Aos 5 anos, Jorge Augusto Sena encontrou no Centro de Referência em Transtorno do Espectro Autista (Cretea) um lugar que incentiva seu crescimento e melhora sua convivência social. Diagnóstico com Transtorno do Espectro Autista (TEA), ele frequenta o centro todas as quartas-feiras para participar de atividades que ajudam na autonomia e interação com outras pessoas.
“O acompanhamento tem sido muito importante para que ele socialize melhor com as outras crianças. Além disso, a estrutura do local é excelente, os profissionais são muito capacitados e o grupo de pais ajuda bastante na troca de experiências. Isso nos deixa mais seguros e preparados para apoiar o crescimento do nosso filho”, fala a mãe de Jorge Augusto, Amanda Ferreira, 22 anos.

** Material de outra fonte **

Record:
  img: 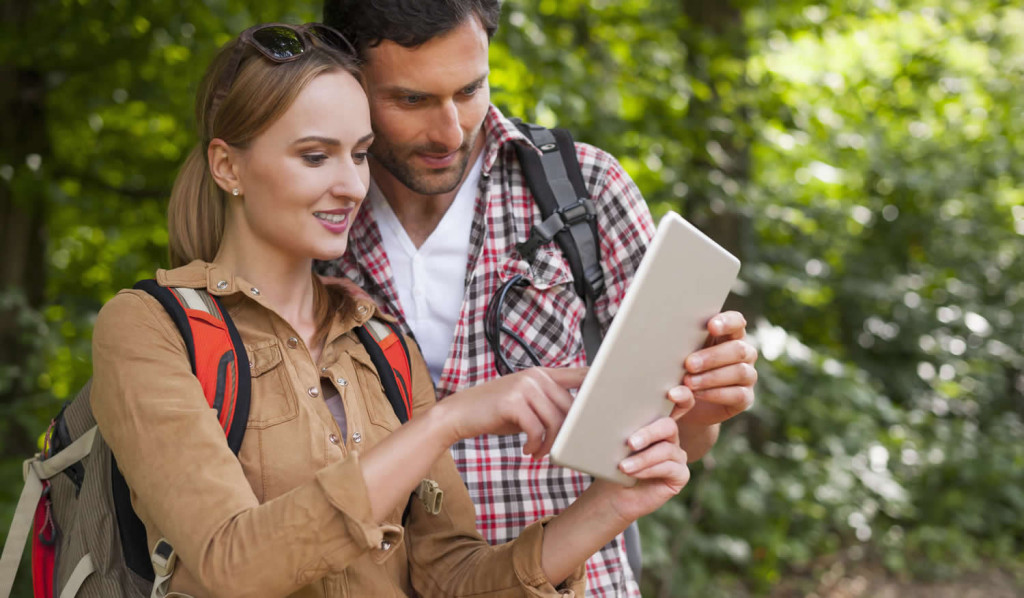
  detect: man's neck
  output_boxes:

Inaugurado em dezembro do ano passado, o Cretea é o primeiro centro no Distrito Federal voltado exclusivamente para o autismo. O local atende crianças de até 10 anos já na fila da saúde pública, com o objetivo de diagnosticar o transtorno e oferecer tratamento no tempo certo, essencial para o desenvolvimento cognitivo, social e comportamental.
O acesso é feito pela Central de Regulação da Secretaria de Saúde do Distrito Federal (SES-DF). Ao chegar, a criança passa por uma recepção e três avaliações feitas por vários profissionais para entender melhor as características do espectro e outros aspectos do desenvolvimento.
“Depois dessas avaliações, a equipe se reúne com a família para apresentar o plano de tratamento, definindo as terapias necessárias, como fonoaudiologia, psicologia, fisioterapia, nutrição e participação em grupos”, explica a gerente do centro, Viviane Felipe Veras.
O local foi pensado para ser confortável, estimulante e funcional, com oito consultórios, salas para atendimentos em grupo, ginásio terapêutico, sala com vários estímulos sensoriais, cozinha terapêutica e espaços para acolhimento e brincadeiras. Os atendimentos incluem sessões individuais, grupos para melhorar a socialização e ações também para as famílias.
A equipe é formada por psiquiatra infantil, neuropediatra, pediatra, psicólogo, fonoaudiólogo, nutricionista, assistente social e fisioterapeuta. O centro atende crianças com diagnóstico confirmado e também aquelas com suspeita de TEA, sempre com encaminhamento da rede pública.
Inicialmente, foram abertas 50 vagas, todas preenchidas até 16 de janeiro, com previsão de novas vagas a cada mês. Parte dos encaminhamentos não se encaixava no perfil de TEA, causando ajustes nos processos. A frequência dos atendimentos é adaptada às necessidades de cada criança e à rotina da família.
O tempo no centro varia de acordo com cada caso. Crianças com necessidades específicas podem receber alta após cerca de seis meses. Depois de três meses, há uma reavaliação para acompanhar o progresso, e uma nova análise em 180 dias decide se o acompanhamento continua ou se a criança é encaminhada para a rede de saúde básica. Todo o processo é feito em conjunto com unidades básicas de saúde e escolas, mantendo o vínculo com a atenção primária.